As we continue to refine our designs for the farm, a couple of insights in particular stood out. In his discussion on fruit and nut tree guilds, Nabhan observes how climate-change predictions suggest substantial reductions in the chill hours required for blossoming and fruit set in many fruit trees. He asserts that many temperate fruit trees require from 750-1,750 hours of cool (0-7 degrees Celsius) temperatures to produce an adequate crop, however studies have already shown a loss of up to 160 chill hours in some fruit-growing regions, with further loss of 500 hours by the end of this century. Other studies are more dire, with the chill hour “safety zone” predicted to decrease by up to 75 percent by mid-century and 90-100 percent by 2100. In short, he suggests, orchards need to be planned to ensure their optimum temperature needs are still being met in 15-30 years. To support this Nabhan supplies a delectable list of fruit tree varieties with chill hour requirements as low as 100-150 hours. (Thrillingly to me, another of his lists shares some 13 different varieties of prickly pear (Opuntia ficus-indica), each with differently coloured, sized and shaped fruit.)

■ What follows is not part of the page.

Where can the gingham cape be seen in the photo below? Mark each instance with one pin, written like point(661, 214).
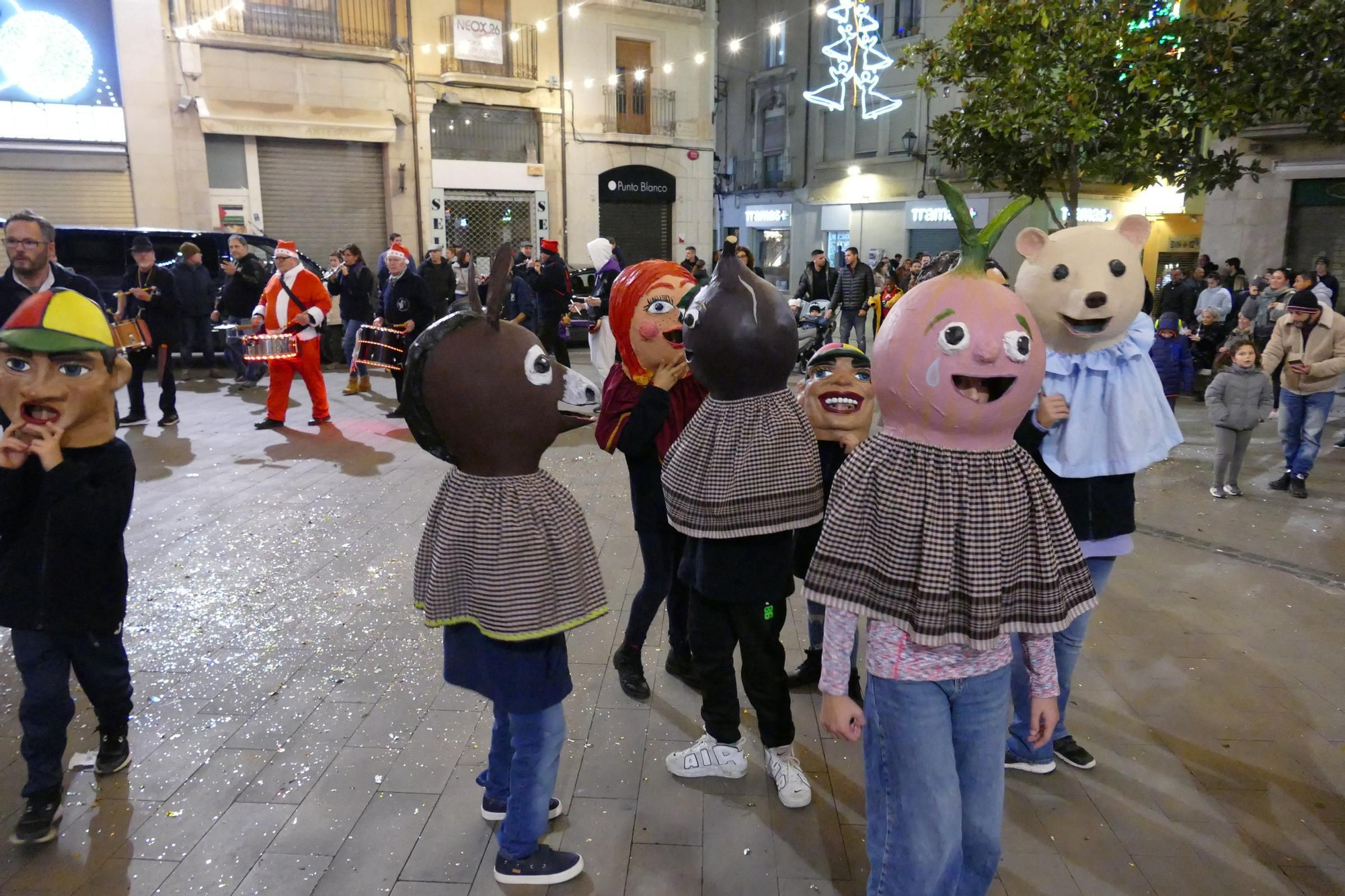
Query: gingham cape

After a hostile South Australian summer for bees, also concerning was Nabhan’s observation of how changing temperatures are already pushing plant flowering and pollinator activity out of sync, resulting in the potential decline of both. The strategy here is to plant for pollinators, providing forage at multiple times in an effort to maintain a critical mass of pollinators for when food crops flower. As honeybees have faced decline worldwide, the value of, and the need to cultivate habitat for, native pollinators is also gaining importance. (Bee Friendly: A planting guide for European honeybees and Australian native pollinators is an excellent Australian resource to support this.)
With Growing Food in a Hotter, Drier Land, Gary Paul Nabhan has assembled an insightful and grounded collection of inspiration and ideas for cultivating resilient food systems into an uncertain future. Despite the daunting climate context, his practicality and experience offer not despair, but a sense of possibility.